Но чем более я думал о смелом, резком и блистательном уме Д…, – о том, что он всегда должен был иметь этот документ под рукою, и когда придет время, немедленно его употребить в дело; о том, что по свидетельству префекта, документ этот не оказался в границе полицейских обысков – тем сильней я убеждался, что министр, чтобы спрятать это письмо, прибегнул к самому гениальному, к самому громадному средству – то есть: он его вовсе не прятал.

С этими мыслями я надел очки, и в одно прекрасное утро отправился, как будто случайно, к Д… Я застал его праздным, зевающим; он жаловался на страшную скуку. Д… может быть действительно самый энергический человек в мире, но только тогда, когда он уверен, что его никто не видит.

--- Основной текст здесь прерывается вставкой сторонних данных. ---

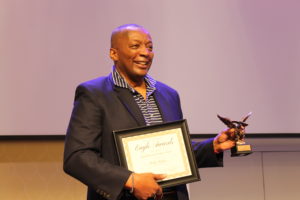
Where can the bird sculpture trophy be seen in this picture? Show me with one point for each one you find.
(240, 148)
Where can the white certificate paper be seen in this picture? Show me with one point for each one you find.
(161, 152)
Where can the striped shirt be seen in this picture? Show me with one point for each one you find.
(147, 106)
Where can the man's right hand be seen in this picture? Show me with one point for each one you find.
(145, 185)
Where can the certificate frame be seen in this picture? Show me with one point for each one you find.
(158, 147)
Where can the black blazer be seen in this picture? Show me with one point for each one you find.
(90, 154)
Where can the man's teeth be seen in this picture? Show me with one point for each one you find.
(142, 62)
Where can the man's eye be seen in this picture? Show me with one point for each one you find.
(135, 46)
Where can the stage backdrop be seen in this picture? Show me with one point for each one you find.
(223, 57)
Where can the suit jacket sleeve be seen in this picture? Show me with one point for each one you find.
(82, 156)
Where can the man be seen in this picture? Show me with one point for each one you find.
(127, 98)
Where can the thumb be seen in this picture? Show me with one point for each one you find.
(159, 176)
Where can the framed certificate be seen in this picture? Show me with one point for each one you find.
(160, 149)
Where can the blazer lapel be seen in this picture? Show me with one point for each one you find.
(128, 101)
(163, 106)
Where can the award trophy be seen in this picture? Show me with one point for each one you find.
(240, 148)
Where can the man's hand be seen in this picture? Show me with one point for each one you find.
(225, 140)
(145, 185)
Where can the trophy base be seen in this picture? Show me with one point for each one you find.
(241, 150)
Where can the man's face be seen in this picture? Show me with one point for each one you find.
(133, 53)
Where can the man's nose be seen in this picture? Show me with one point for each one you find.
(145, 51)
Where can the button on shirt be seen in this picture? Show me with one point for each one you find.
(147, 106)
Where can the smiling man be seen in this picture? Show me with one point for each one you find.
(126, 98)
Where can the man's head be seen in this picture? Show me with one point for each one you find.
(131, 51)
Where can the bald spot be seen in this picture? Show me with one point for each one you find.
(120, 33)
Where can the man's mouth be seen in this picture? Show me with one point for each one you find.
(142, 63)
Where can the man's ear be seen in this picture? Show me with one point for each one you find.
(113, 54)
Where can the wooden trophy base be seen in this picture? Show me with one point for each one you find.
(241, 150)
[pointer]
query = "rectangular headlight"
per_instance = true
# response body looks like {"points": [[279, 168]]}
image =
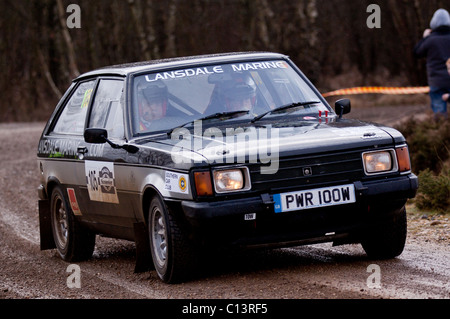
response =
{"points": [[231, 180], [379, 162]]}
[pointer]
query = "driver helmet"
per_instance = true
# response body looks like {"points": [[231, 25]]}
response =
{"points": [[152, 95]]}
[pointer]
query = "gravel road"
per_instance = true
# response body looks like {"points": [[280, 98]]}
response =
{"points": [[313, 272]]}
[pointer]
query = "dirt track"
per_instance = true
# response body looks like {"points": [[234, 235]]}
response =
{"points": [[318, 271]]}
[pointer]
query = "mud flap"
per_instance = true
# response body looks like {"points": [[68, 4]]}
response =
{"points": [[45, 225], [143, 255]]}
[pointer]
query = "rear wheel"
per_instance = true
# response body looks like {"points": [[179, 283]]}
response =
{"points": [[172, 252], [73, 242], [387, 239]]}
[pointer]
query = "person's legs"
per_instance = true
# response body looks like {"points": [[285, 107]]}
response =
{"points": [[438, 105]]}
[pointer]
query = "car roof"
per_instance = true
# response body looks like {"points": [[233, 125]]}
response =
{"points": [[148, 66]]}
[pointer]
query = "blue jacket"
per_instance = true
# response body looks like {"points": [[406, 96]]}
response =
{"points": [[436, 48]]}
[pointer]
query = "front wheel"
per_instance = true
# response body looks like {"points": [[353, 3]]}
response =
{"points": [[387, 239], [172, 252], [73, 242]]}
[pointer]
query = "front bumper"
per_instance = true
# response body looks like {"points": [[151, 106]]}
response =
{"points": [[253, 221]]}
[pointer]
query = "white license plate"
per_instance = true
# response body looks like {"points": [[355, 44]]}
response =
{"points": [[313, 198]]}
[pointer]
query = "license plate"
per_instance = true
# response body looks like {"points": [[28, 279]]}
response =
{"points": [[313, 198]]}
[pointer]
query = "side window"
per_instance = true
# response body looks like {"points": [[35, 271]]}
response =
{"points": [[73, 117], [107, 110]]}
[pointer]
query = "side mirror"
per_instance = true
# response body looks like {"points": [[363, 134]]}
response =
{"points": [[100, 136], [342, 106], [95, 135]]}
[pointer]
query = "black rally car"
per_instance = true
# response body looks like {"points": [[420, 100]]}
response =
{"points": [[234, 150]]}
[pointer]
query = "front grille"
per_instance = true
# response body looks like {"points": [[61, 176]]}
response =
{"points": [[325, 169]]}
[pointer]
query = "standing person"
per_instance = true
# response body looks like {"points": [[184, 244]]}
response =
{"points": [[435, 46], [446, 96]]}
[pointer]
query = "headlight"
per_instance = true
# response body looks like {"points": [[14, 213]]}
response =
{"points": [[379, 162], [231, 180]]}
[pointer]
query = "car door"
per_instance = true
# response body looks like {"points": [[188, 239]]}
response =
{"points": [[62, 143], [106, 204]]}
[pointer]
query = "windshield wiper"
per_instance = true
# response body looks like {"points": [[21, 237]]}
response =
{"points": [[219, 115], [283, 107]]}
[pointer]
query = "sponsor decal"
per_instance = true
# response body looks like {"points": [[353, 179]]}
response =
{"points": [[176, 182], [101, 182], [73, 201], [177, 74]]}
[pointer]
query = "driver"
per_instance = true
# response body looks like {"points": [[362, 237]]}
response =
{"points": [[152, 103]]}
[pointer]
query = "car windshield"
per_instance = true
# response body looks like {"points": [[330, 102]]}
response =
{"points": [[164, 100]]}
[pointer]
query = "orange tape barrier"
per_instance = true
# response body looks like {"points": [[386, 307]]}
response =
{"points": [[380, 90]]}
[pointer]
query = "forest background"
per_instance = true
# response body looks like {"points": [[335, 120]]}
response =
{"points": [[330, 40]]}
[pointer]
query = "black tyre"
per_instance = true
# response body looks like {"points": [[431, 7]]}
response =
{"points": [[173, 254], [387, 239], [73, 242]]}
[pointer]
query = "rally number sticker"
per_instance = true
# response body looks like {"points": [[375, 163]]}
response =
{"points": [[101, 182], [176, 182]]}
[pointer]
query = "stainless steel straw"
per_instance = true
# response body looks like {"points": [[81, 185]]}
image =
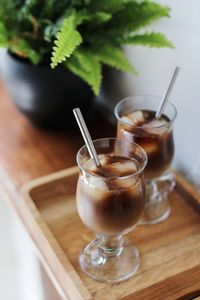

Чтобы не оставаться в долгу, я, с своей стороны, жаловался на слабость зрения и на необходимость носить очки. Но из-за этих очков я старательно и подробно осматривал всю комнату, показывая, между тем, вид, что весь занят разговором хозяина.

Особенное внимание обратил я на одно огромное бюро, за которым он сидел, и на котором лежало множество разных бумаг и писем, несколько нот и книг. После продолжительного обзора я решил, что на всем этом не стоит останавливать внимания. Ничто не возбудило во мне подозрений.

Наконец, глаза мои, блуждая вокруг комнаты, остановились на какой-то жалкой картонной коробке, украшенной разными кистями и привешенной грязною голубою лентою к медному гвоздю над камином. Коробка эта разделялась на три или четыре отдела; в ней было пять или шесть визитных билетиков и одно письмо, очень грязное и измятое. Оно было почти на двое разорвано посередине, точно будто его сначала хотели разорвать, как что-нибудь ненужное, а потом, переменили намерение. Печать на нем была большая, черная, с литерою Д… очень четкою, и оно было адресовано на имя самого министра. Подпись была сделана женским, очень мелким почерком. Оно было небрежно, и как будто даже презрительно брошено в один из верхних отделов коробки.